Low wind conditions give us the posibility to gain sail control and try out new manoeuvres with less likelyhood of falling in. When I teach beginners I frequently practice sailng on the lee side, the heli tack or a sail stall (among others) mainly to stay entertained, but also to develop my skills. I know that every attempt even in low wind contributes to getting the hang of a manoeuvre with more wind.
Check out this video of how many things you can do in low wind.
So here are a couple of things you can try to master in low winds:
You can either stay on the same course and move around the mast or you can luff up into the wind as a tack and stay on the wrong side. The trick is keeping the front arm straight and controlling the sail power by pushing with the back hand.
Again we have two options: Either by letting go of the front hand and flipping the sail (the clew past our face) until the clew is in front. The other option is to do a gybe all the way just before shifting the sail. We continue sailing in this stance.
This is probably the most difficult one to get the hang of as it takes some body tension to keep the board with the fin first. The easiest way is to luff up in to the wind until the board is pointing into the wind and already on the new tack. Then, rather than jumping onto the new side and we walk to the bow of the board. The back foot goes as far to the bow as possible and weighs it down. This way the back of the board is lifted out of the water and the fin is in the air. At this point the board is really unstable and will most likely try to shoot out from under us. To avoid this we must keep the sail as far over the mast foot as possible and keep our body tense. Here it is hard to explain as so many things can happen. All I can say is that we must lean far forwards, putting pressure on the mast foot while keeping the weight far enough on the bow to lift the fin out of the water.

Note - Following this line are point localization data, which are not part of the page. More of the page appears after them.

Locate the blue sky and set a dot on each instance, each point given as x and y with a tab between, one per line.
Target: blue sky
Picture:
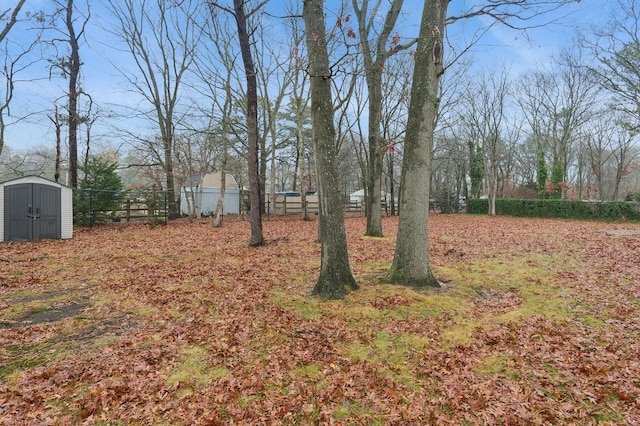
518	51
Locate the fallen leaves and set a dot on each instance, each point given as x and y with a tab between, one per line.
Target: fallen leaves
538	324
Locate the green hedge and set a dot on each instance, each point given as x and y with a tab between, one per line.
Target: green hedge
566	209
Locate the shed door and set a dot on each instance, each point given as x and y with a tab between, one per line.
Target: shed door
32	212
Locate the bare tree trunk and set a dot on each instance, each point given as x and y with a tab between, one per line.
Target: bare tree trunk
335	279
411	260
374	60
255	214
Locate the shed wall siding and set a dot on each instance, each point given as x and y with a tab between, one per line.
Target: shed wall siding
1	212
66	213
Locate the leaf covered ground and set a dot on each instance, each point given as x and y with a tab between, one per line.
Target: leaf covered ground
538	322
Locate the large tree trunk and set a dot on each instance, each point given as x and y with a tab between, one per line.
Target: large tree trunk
335	279
411	260
255	214
374	61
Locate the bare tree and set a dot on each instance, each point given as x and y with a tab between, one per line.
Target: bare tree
377	45
617	49
335	279
411	260
161	40
9	17
486	103
69	66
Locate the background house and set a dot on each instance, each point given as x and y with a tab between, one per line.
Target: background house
199	195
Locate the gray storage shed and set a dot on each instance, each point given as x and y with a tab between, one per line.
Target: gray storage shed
34	208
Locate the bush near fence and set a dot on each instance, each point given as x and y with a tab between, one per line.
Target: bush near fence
565	209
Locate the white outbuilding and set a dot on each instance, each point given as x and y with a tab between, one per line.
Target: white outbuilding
35	208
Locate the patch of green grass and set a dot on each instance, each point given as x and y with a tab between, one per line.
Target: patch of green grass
392	351
353	409
312	371
17	358
497	364
306	307
194	371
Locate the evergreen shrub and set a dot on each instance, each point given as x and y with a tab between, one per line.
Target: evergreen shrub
564	209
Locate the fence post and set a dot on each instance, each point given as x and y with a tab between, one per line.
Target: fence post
91	214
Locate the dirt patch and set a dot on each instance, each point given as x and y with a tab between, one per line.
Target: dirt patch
53	314
623	232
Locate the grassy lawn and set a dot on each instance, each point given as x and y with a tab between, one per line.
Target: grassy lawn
537	322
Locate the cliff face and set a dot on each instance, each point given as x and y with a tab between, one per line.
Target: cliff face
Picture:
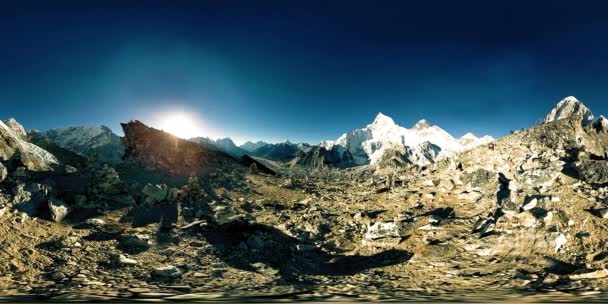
168	154
14	146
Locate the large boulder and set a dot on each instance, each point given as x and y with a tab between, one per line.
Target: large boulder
166	153
14	148
58	210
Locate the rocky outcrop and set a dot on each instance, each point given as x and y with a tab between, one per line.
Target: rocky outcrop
93	142
15	149
166	153
593	171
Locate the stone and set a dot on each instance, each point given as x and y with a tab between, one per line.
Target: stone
3	172
480	223
428	183
526	219
58	210
558	240
122	260
134	242
472	195
530	204
381	230
155	193
95	222
593	171
603	212
598	274
167	272
68	242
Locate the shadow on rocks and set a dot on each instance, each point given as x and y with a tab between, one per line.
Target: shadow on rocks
242	245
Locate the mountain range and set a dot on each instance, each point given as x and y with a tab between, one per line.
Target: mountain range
381	143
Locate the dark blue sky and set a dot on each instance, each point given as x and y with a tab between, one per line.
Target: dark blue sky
303	70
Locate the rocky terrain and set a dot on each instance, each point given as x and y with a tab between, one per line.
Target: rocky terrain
519	218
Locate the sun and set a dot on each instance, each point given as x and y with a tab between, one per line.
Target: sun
181	125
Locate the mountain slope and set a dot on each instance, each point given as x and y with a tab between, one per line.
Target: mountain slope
14	148
94	142
252	146
282	152
223	144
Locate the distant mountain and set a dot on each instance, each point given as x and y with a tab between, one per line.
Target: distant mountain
252	146
166	153
282	152
171	156
568	107
385	141
94	142
223	144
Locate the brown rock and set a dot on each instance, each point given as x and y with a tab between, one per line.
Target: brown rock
167	153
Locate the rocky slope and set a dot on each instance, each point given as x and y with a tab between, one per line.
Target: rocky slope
281	152
522	216
252	146
569	107
94	142
225	145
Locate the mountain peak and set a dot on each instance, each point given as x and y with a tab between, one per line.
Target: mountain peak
469	136
422	124
569	107
382	119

I use this a lot in my lessons, mainly just to entertain myself but also because each one is practice. We begin the tack the same way as a normal tack except that the front hand stays on the boom. Then, just when we would change sides we lean the sail forwards (without any pressure whatsoever as that would make it difficult to lean the sail forward). Once the sail is leant forward we slowly put pressure with the back hand and our body leans onto the sail. It is important to keep the front arm straight throughout all this process. We maintain this position until the board has turned onto the beam reach, even a broad reach, and then we rotate our body and sail so that the clew turns through the wind. This way, when the sail is shifted it is not as violent.

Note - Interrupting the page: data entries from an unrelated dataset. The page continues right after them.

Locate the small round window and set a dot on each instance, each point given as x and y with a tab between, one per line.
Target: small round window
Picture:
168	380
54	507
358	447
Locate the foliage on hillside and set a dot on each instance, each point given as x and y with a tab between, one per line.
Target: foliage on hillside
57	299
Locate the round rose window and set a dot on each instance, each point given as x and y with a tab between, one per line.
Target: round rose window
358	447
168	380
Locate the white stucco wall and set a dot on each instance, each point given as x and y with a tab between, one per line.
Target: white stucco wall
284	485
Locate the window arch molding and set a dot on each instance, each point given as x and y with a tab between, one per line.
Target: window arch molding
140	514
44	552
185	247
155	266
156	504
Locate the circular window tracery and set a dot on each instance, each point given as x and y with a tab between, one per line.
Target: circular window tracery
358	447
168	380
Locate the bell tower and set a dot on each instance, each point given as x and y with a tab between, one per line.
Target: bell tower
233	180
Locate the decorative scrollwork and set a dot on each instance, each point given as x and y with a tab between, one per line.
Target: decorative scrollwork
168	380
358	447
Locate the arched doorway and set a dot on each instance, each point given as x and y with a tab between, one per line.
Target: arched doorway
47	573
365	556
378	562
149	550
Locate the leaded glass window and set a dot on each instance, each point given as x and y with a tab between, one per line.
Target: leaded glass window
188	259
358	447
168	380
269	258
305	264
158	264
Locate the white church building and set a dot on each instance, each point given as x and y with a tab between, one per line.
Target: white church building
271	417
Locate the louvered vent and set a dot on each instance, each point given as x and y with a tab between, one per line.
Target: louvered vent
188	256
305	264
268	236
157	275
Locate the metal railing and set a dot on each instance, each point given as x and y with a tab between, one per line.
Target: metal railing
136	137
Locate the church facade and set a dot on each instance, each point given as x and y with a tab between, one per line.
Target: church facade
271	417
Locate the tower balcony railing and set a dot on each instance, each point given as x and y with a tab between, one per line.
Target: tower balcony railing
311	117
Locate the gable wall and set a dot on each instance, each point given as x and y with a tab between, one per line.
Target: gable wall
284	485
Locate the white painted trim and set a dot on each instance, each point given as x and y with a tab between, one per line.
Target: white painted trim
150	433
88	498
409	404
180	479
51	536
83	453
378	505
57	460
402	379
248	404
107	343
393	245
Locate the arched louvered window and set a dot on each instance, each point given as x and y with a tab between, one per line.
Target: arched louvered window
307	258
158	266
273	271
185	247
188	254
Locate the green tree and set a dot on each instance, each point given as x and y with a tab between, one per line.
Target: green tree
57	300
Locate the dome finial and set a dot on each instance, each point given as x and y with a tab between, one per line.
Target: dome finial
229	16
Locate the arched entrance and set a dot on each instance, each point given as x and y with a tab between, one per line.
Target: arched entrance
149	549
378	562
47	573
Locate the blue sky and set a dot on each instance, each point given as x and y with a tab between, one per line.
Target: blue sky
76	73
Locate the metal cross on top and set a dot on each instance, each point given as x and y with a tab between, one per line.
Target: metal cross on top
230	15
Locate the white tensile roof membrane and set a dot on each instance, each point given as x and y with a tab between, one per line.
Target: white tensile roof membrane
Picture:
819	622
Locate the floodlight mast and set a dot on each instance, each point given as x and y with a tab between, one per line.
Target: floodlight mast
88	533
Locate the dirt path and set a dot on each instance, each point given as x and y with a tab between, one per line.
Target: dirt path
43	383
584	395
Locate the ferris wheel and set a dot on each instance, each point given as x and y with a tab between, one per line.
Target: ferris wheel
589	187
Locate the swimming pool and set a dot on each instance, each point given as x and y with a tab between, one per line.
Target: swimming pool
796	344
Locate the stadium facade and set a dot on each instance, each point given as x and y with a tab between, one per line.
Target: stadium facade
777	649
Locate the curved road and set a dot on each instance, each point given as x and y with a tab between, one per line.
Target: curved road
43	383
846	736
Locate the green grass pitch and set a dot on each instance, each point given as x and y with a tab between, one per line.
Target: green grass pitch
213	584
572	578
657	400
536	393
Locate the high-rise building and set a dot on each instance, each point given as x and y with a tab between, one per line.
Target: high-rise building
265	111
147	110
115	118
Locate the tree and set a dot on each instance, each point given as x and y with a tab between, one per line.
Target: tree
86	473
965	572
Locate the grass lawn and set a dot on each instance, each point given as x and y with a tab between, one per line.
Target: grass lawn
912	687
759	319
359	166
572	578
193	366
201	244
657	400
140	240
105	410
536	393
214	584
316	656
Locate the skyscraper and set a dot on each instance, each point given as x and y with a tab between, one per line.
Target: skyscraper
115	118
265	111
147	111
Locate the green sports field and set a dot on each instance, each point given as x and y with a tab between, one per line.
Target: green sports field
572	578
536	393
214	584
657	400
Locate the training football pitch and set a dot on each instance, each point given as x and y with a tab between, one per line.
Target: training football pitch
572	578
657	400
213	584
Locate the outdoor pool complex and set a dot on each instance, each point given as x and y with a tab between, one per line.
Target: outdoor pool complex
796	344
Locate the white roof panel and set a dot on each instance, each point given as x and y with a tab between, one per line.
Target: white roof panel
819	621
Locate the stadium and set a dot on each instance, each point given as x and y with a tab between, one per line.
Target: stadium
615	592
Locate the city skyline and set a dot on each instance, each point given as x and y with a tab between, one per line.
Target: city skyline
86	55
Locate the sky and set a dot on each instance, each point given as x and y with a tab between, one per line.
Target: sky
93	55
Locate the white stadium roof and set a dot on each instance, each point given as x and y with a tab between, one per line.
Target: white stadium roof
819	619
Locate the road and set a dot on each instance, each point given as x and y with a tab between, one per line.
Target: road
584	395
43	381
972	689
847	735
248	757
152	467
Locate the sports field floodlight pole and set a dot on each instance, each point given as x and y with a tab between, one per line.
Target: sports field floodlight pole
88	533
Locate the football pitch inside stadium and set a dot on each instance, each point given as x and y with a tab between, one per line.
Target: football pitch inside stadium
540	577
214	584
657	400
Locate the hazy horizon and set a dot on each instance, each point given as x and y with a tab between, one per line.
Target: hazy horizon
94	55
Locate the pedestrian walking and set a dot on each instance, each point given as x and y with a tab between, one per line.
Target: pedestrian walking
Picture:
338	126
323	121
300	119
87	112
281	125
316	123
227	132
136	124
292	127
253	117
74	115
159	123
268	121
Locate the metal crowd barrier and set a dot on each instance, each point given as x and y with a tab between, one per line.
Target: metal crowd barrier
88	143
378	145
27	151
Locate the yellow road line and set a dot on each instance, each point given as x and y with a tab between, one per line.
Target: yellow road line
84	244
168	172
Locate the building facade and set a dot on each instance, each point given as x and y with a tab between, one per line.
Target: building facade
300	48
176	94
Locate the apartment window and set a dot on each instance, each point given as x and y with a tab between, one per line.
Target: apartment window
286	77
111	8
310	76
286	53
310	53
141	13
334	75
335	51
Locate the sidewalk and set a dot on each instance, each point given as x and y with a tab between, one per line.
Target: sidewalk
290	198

This one starts in the same way as the helicopter tack but instead of shifting the sail on the new tack after rotating the clew through the wind, we hold on to the boom with the back hand, put all our weight on the back foot as far to the stern as possible to the board can rotate over this point. If we don’t put the weight so far back we will just be pulled over forwards and into the water.

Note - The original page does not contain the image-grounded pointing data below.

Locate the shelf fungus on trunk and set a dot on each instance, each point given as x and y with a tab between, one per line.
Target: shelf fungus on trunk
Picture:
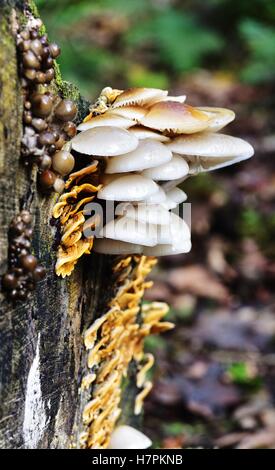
132	151
114	341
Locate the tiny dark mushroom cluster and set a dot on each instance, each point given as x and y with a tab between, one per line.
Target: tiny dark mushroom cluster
48	119
24	271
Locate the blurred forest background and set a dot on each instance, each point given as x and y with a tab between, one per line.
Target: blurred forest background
215	373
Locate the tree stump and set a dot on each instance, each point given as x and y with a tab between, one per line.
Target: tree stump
41	344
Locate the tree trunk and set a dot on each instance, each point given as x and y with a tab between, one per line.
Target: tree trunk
41	354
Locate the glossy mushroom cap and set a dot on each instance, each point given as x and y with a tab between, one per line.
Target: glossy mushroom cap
175	117
148	154
138	96
127	437
176	168
128	188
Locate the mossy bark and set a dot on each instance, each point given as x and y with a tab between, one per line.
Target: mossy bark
41	347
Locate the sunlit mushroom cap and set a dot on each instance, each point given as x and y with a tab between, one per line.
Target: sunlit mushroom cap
175	117
105	141
127	437
219	117
106	120
167	250
208	144
128	188
148	154
115	247
130	231
146	213
174	232
139	96
158	197
134	112
174	197
178	99
176	168
142	133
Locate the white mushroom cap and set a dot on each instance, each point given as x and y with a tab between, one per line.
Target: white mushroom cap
128	188
146	213
139	96
176	168
143	133
106	120
166	250
219	117
126	437
174	197
129	112
174	232
178	99
208	144
104	141
158	197
176	117
149	153
108	246
130	231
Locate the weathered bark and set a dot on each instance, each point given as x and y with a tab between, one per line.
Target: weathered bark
41	348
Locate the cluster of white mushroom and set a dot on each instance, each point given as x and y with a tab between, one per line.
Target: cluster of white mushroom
151	143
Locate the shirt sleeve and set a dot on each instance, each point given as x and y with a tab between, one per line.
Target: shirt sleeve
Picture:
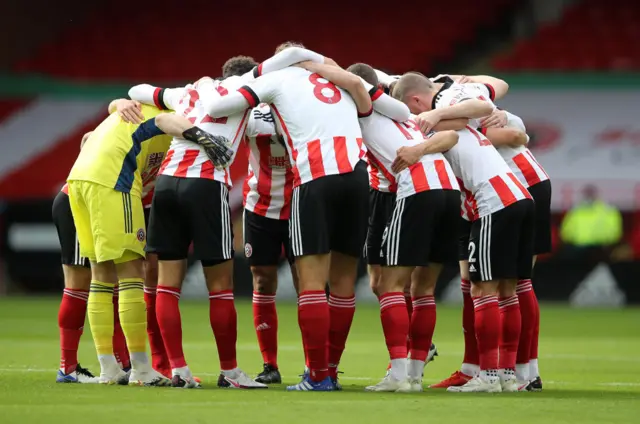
262	90
162	98
286	58
385	104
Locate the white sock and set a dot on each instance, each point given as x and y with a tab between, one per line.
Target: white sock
416	368
108	362
231	373
533	369
399	368
470	369
139	360
182	371
490	376
522	372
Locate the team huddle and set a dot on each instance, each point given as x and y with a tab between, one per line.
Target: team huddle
414	172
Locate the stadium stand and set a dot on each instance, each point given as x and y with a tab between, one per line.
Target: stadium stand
593	35
107	47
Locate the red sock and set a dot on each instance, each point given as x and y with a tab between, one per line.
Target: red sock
423	324
468	326
119	340
526	298
170	323
73	309
409	302
341	311
265	321
536	328
159	358
487	324
510	331
224	323
314	321
395	323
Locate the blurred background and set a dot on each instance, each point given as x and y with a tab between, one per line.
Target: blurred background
573	67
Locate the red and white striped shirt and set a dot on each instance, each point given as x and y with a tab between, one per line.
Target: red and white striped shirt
383	137
188	160
317	120
489	183
269	185
520	159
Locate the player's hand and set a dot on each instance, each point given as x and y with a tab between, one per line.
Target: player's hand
129	111
427	120
406	156
497	119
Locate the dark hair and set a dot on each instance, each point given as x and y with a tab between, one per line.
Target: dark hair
238	65
287	44
365	72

By far my favorite move. We throw the sail away into the wind while on a close haul so that the sail floats (hovers) over the water until the wind lifts it up again and back into our hands.
While on a close haul we shift our feet to a switch stance and lean the mast onto the windward side and into the wind. Once the sail is past our body, i.e.. the mast close tot he water surface we throw the clew towards the water so that the wind lifts the sail up again towards us and leaves us on the lee side. In this position we push the sail down to the back of the board hard to luff the board into the wind. Once the board has turned into the wind we sheet in on the new side while leaning the mast forward so that the board keeps turning onto the new tack.
And then of course comes the combination of all of these. Each of these are like dance moves and once we get them down we can combine them. Examples of these are the sail stall into helicopter tack, half the duck tack into the last half of the upwind 360. All this jumping and dancing around on the boards with the sail ends up building sensitivity for the sail control which ends up improving our skills in strong winds also.